L'histoire ne le dit pas. Mais le loup diabolique dompté par saint Remacle demeure présent à Stavelot. Il figure avec son panier de pierres (un seul, car on le voit de profil) sur les armoiries de la petite ville, en dessous d'une effigie du saint. Et, sur la place du Marché, le gracieux perron, emblème des libertés, est porté non par quatre lions, comme ailleurs, mais par quatre loups de pierre dont les museaux pointus rêvent, justement, de liberté...
Le démon qui avait tenté d'empêcher la construction du cloître de saint Remacle était un diable ardennais, tenace, point vite résigné. Ayant appris que le couvent était achevé, il résolut de le détruire. Il prit sur son dos un énorme rocher, assez grand pour écraser monastère et moines, et il se mit en route par monts et par vaux.
À Stavelot, Remacle fut averti en songe du péril. Sans tarder, il partit à la rencontre du Malin en portant, Dieu sait pourquoi, un sac contenant toutes les sandales et chaussures usées de ses moines et des voisins.

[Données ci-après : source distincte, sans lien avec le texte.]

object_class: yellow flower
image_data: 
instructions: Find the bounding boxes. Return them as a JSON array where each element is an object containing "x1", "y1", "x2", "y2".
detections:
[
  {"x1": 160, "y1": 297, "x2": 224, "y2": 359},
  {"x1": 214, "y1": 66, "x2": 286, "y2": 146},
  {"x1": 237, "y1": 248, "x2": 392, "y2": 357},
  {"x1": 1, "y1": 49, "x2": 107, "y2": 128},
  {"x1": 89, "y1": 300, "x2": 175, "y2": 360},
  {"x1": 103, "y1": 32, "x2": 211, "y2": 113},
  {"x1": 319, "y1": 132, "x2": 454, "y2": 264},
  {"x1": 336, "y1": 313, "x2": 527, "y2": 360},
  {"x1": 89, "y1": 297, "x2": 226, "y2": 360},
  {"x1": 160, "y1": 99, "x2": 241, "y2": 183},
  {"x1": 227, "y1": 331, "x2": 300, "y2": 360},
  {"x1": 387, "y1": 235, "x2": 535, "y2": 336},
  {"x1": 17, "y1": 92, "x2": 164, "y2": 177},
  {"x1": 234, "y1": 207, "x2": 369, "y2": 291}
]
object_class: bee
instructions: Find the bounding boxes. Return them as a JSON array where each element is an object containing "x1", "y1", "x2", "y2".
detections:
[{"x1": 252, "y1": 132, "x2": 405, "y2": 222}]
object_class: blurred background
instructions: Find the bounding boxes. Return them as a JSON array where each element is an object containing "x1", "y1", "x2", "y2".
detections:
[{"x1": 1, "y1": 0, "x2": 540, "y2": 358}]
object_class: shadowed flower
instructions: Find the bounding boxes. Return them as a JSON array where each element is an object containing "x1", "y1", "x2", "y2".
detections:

Il faisait chaud, et malgré sa force surhumaine, décuplée par une sombre rage, Satan était bien fatigué quand il rencontra Remacle, qui, par prudence, s'était déguisé en bûcheron. Il était temps, car on était presque en vue de Stavelot. Si le prince des ténèbres avait fait encore quelques centaines de mètres, il aurait pu écraser le monastère.
- Eh, mon brave, dit-il au bûcheron, suis-je encore loin de Stavelot?

- Mon pauvre Monsieur, répondit le saint déguisé, j'en viens. Et voici toutes les chaussures que j'ai usées en chemin.
Et il vida son sac.
Découragé, le démon lança un blasphème à fendre le ciel et il laissa tomber sa pierre dans un ravin proche. Elle s'y trouve toujours, non loin du bois de la Borzeux, au bord du chemin qui mène d'Exbomont à Stavelot, à un endroit où seul un petit bois dérobe à la vue la villette de Stavelot.
Le rocher se nomme le Faix (la charge, le fardeau) du diable.

Le Faix du diable près de Stavelot

Le Faix du diable. Situation : au sud et à 6 km de Stavelot, passer l'église et le château de Wanne. Le faix du Diable est à gauche sur la route de Logbiermé, dans un bois sur la droite.

Dans les siècles qui suivirent, le démon trouva des moyens plus subtils pour troubler la vie du monastère. C'est ainsi qu'il y faisait souffler un vent de folie au moment du carnaval. Au XVIIIe siècle, plusieurs moines avaient pris l'habitude de «faire le mur» pour participer aux réjouissances du Laetare. De connivence avec eux, et pour qu'on ne les repère pas, de jeunes Stavelotains prirent l'habitude de se vêtir, pour la mi-carême, d'une longue robe blanche à capuchon. Et ils complétaient leur déguisement par un masque bouffon de vive couleur, au long nez. C'est ainsi que les Blancs Moussis seraient, si l'on veut, d'origine diabolique.